SIDEBAR: Music/Language/Thought/Noise
Our special Peter Ablinger Sidebar will revolve around a fabulous elephant in the room: a large quasi-living/ghost-in-the-machine/computer-controlled “Automatenklavier” or automaton-piano. We’ll all take a listen to Ablinger’s latest work in his third Quadraturen or “Squarings” series, an installation in collaboration with artist and instrument builder Winfried Ritsch: MUSIC’S OVER. The work is related to Ablinger’s other “speaking piano” pieces (like the famous “Letter from Schoenberg”), but is an order of magnitude larger than, given that its source material is instead a 15-minute very live Doors performance from 1970; you can hear an excerpt of the Ablinger-Ritsch here). We’ll then get into a wide-ranging, audience-involving conversation about language, music, noise, and thought with two University of Chicago linguists, phonologist Alan C.L. Yu and semanticist Itamar Francez, as well as music theorist and historian Jennifer Iverson, moderated by Gray Center director Seth Brodsky. It should be a special evening, and as always with Gray Center sidebars—it begins with free food and drink.
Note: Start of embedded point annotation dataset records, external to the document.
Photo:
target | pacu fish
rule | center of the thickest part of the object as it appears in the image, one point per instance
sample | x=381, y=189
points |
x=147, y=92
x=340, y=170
This event is part of MUSIC’S OVER: Listening with Peter Ablinger, a 9-day residency threading a series of talks, composition seminars, and experimental discussions in between multiple performance events featuring world premieres and internationally renowned ensembles, who will render Ablinger’s work alone and alongside other artists who enjoy his influence. The Richard and Mary L. Gray Center for Arts and Inquiry, in partnership with Goethe-Institut Chicago, is thrilled to kick off the inaugural week of the new Gray Sound series with Peter Ablinger’s first visit to Chicago.